I rolled it out on flour covered parchment paper to a log that was about 1/2 inch to 3/4 inch thick. Cut into equal width pucks and put on a pan to bake.

15 minutes later at 450 and we had biscuits for breakfast!

Monday, November 23, 2009

Spaghetti squash and shrimp

I found this recipe in my Martha Stewart Everyday Food magazine and changed it a little.

1 large spaghetti squash
1 pound of shrimp
salt
pepper
olive oil
Mrs. Dash Southwest Chipotle seasoning
1 large lemon

Preheat oven to 450 degrees. Cut spaghetti squash in half (easier said than done, be careful!). Scoop out seeds. Coat the inside part of the squash w/ olive oil, salt, pepper and chipotle seasoning. Roast in the oven for 45-55 min or until squash is tender. Once tender, scoop out the inside w/ a fork into a new bowl/serving dish and add more seasoning/salt/ pepper and olive oil to taste. In the meantime, turn the oven down to 350 degrees. Spread shrimp out in your roasting pan. Cover with the juice of one lemon, dash of olive oil, pinch of salt and pepper. Roast in the oven for about 5-8 minutes or until they just turn pink. Remove from oven and add shrimp and its juices to your spaghetti squash. Makes about 4 servings or if you and your husband and really hungry, serves 2. :-)

Monday, November 16, 2009

Cider Update

A little over a week ago I blogged about making hard cider. I started with two gallons of Whole Foods 100% Apple Juice in glass bottles and a package of s-O4 yeast. It bubbled for a week and then stopped. It was actually pretty cool to see the science going on in the laundry room. When it stopped bubbling I moved the jugs to the Sub-Zero to let the yeast settle to the bottom. We finally sampled the hooch tonight. It was good enough for Andrea to ask for a second round. I must say I was pleasantly surprised with the dry hard cider. It was tasty and not too sweet. It has a bit of a kick to it as well. In a couple of days I will siphon out the cider and discard the yeast collecting in the bottom of the jug. Something tells me I need to make another trip to whole foods. This is good stuff!

Friday, November 13, 2009

Sesame Chicken

Jacqueline and I went to the store tonight and just started randomly grabbing vegetables that made pretty colors. I wasn't sure at first what we would do with them, but we figured it out. We made a stir-fry. She had fun helping pick out the produce, scan everything in the self check line, cutting up the bounty and then cooking it with me. It was a good time.

Sesame Chicken
1 lb of thin chicken breast
1 green bell pepper
1 carrot
1 yellow squash
1 anaheim chili pepper
1/3 of small red onion
1 clove of garlic
Rice Noodles
Soy Sauce
Sesame Oil
Rice Vinegar
Salt
Pepper
Savory Seasoning (some random seasoning in the spice rack)
New Mexico Red Chili Powder
Sesame Seeds

First, start soaking the rice noodles in hot water. They need a few minutes to soften up. We then diced everything else that was produce or meat. Saute the chicken in sesame oil over high heat with some salt, savory seasoning and chili powder. When the chicken starts to brown, add all of the vegetables and continue to saute, stirring frequently. Add salt and pepper to taste. When the chicken is cooked, add soy sauce and rice vinegar until there is a slight broth in the bottom of the pan. Allow this sauce to permeate and coat all of the pan contents. Just prior to finishing, drain the water off of the noodles and then add to the pan and stir. The noodles should turn brown as they attract the sauce from the pan. We sprinkled sesame seeds on top for a nice little touch.
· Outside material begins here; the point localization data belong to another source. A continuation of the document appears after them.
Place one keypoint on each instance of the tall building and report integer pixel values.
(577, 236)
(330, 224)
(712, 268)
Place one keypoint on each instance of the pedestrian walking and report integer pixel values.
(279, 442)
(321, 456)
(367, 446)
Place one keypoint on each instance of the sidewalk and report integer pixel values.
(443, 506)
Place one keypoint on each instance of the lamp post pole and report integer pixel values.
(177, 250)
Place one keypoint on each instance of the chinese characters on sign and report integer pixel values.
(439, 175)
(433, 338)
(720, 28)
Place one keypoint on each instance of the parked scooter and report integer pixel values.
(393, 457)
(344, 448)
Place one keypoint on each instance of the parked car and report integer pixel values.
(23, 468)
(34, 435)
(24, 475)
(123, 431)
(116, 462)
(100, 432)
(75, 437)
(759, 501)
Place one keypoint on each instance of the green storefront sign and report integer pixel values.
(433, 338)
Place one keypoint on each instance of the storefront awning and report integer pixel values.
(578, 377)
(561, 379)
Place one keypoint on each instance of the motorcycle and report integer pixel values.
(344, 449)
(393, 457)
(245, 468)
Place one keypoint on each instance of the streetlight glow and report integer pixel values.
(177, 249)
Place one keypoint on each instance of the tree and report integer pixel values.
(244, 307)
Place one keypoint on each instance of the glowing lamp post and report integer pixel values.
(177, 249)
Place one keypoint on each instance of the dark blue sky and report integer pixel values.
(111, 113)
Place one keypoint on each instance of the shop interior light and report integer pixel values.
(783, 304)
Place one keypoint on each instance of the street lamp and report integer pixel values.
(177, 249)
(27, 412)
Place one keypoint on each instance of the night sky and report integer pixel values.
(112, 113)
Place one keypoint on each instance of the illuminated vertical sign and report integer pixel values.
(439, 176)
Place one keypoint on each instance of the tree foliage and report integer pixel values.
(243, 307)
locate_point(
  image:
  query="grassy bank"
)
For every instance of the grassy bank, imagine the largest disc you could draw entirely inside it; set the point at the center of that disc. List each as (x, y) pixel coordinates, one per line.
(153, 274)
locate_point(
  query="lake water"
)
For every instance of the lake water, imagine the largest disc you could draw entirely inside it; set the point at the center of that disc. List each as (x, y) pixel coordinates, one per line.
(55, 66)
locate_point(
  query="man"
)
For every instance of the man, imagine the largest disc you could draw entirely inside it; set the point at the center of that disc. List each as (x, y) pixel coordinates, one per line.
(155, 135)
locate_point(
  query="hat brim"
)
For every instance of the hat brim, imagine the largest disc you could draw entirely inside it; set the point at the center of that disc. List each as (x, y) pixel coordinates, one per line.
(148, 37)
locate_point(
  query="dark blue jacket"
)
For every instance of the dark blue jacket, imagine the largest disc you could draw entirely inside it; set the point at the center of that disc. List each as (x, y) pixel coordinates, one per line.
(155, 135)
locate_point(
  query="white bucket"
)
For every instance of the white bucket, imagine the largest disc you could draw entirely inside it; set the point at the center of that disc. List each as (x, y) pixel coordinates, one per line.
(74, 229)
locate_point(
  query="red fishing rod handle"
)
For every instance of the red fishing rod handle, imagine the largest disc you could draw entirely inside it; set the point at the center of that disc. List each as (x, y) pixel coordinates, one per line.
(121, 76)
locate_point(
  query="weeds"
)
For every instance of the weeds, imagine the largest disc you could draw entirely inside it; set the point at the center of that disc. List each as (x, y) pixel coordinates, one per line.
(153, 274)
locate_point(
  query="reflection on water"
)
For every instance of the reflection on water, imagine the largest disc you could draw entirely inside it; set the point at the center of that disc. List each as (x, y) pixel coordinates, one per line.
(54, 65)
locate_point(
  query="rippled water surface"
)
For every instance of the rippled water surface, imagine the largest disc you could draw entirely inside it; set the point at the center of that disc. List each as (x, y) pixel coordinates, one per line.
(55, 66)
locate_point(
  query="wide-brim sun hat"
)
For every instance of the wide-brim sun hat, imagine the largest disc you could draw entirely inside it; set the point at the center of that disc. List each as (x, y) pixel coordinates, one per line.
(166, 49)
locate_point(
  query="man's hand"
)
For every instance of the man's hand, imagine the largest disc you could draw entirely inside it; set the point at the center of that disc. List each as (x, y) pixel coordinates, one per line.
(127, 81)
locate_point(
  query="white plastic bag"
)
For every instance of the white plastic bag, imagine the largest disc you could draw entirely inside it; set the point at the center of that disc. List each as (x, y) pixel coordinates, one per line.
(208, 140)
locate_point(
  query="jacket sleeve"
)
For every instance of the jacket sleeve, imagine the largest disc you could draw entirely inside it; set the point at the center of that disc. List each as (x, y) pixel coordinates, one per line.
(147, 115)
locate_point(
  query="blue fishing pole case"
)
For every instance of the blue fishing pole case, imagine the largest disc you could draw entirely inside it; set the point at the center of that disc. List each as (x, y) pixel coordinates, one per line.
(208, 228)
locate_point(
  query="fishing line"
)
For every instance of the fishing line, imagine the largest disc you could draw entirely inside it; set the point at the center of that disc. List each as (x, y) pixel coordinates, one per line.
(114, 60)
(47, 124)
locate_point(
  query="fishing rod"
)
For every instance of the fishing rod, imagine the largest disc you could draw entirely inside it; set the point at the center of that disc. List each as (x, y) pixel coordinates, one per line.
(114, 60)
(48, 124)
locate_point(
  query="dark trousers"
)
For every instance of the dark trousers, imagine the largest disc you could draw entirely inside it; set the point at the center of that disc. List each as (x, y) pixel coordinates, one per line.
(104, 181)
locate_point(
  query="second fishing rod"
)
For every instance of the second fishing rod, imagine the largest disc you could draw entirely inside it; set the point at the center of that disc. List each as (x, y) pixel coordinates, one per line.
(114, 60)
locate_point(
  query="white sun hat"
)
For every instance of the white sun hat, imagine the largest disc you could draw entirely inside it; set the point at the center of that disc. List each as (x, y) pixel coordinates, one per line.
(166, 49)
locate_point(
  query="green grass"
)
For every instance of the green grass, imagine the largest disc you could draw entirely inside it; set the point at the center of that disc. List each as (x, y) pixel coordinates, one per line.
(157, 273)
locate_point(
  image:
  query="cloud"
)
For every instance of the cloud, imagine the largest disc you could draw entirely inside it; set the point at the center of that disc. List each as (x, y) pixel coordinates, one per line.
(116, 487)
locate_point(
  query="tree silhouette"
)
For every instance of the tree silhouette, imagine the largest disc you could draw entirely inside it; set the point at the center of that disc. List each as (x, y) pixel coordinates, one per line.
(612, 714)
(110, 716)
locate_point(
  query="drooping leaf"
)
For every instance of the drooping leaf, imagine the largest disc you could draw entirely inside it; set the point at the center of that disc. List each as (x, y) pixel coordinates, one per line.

It turned out to be a nice, quick, healthy meal that Jacqueline and I could do together. That makes it more fun too. We had some left-overs, so hopefully Andrea will get to sample some when she gets here on Sunday. Jacqueline did say that we didn't really need the noodles, but they tasted good too.

Wednesday, November 11, 2009

Celery


So Jacqueline decided to have some fun with celery. I don't like the stuff, but the picture is pretty funny.

Saturday, November 7, 2009

Stuffed Acorn Squash

Ok, so we are on a squash kick. This recipe is modified from something that we found online.

Ingredients:
2 Acorn squash
3 Chicken sausage links- remove from casing
1 red bell pepper
2 cloves of garlic
1/2 pound grape tomatoes- cut in half
1/2 yellow onion
1/2 - 1 cup of chicken stock
1/2 cup bread crumbs
New Mexico red chili powder
Cumin
Red pepper flakes
Salt and pepper
Cheese (optional)

Heat oven to 400 degrees. Cut squash in half and scoop out seeds. Brush with olive oil, salt and pepper and place face down on a baking sheet. Bake 40-45 min or until soft.

Cook the sausage, onion, bell pepper and garlic together in a skillet until all ingredients are soft. Add 1/4 cup chicken stock. Stir in the grape tomatoes and cook through. Add the next 1/4- 1/2 cup of chicken stock until mixture is saucy. Add cumin, red pepper flakes, chili powder, salt and pepper to taste. Add bread crumbs and set mixture aside.

Once squash is done, spoon stuffing into the center of each squash. Sprinkle top with cheese if desired. Bake at 400 degrees for 8 - 10 more minutes or until tops are brown and stuffing is heated through.

Makes 4 halves of squash.

My husband and I loved this for a simple, healthy dinner. Next time, we are going to scoop out some of the squash and mix it in with the stuffing so that it gets seasoned through.

Cider

Well, the experiment has begun. I have always been told I would love to make my own beer, but never wanted to deal with all of the variables that are in place. I read a a post on The Paupered Chef the other day describing the process of making your own hard cider. Their description made it seem quite easy. So we swung by whole foods today on the way to the supply store to grab some yeast and airlocks. We came home and set up the process and its now in the laundry room fermenting. We will know in a week how it turns out.

Wednesday, November 4, 2009

Pork Loin and Acorn Squash

So we get a magazine called Everyday Food by Martha Stewart. Yeah, I know. It has actually given us several good ideas during our time as subscribers. I took one of their recipes and tweaked it a little this past Sunday. The wife loved it. I'll try to remember what I did.
  • Prepare a large acorn squash just like you would a sliced canteloupe
  • Prep a pork tenderloin for roasting--Salt and Pepper to season. Brown entire outside in the cast iron and then transfer to the roasting pan.
Sauce to go on top was as follows.
  • 3 tablespoons of olive oil
  • 1/4 cup brown sugar
  • 1/2 teaspoon of New Mexico Red Chili Powder
  • 1/2 teaspoon of ground cinnamon
  • 1/2 teaspoon of ground cumin
  • 2 tablespoons of water
We placed the tenderloin and squash in a roasting pan and drizzled the sauce over the top. Apply liberally. Use it all! Baked in the oven at 425 for 40 minutes. I turned the squash a couple of times during the process. Core temp on the tenderloin read 135 when we pulled it out. Let it rest. Slice the pork and enjoy.

I'm generally not a huge cinnamon fan in my savory food. This turned out great!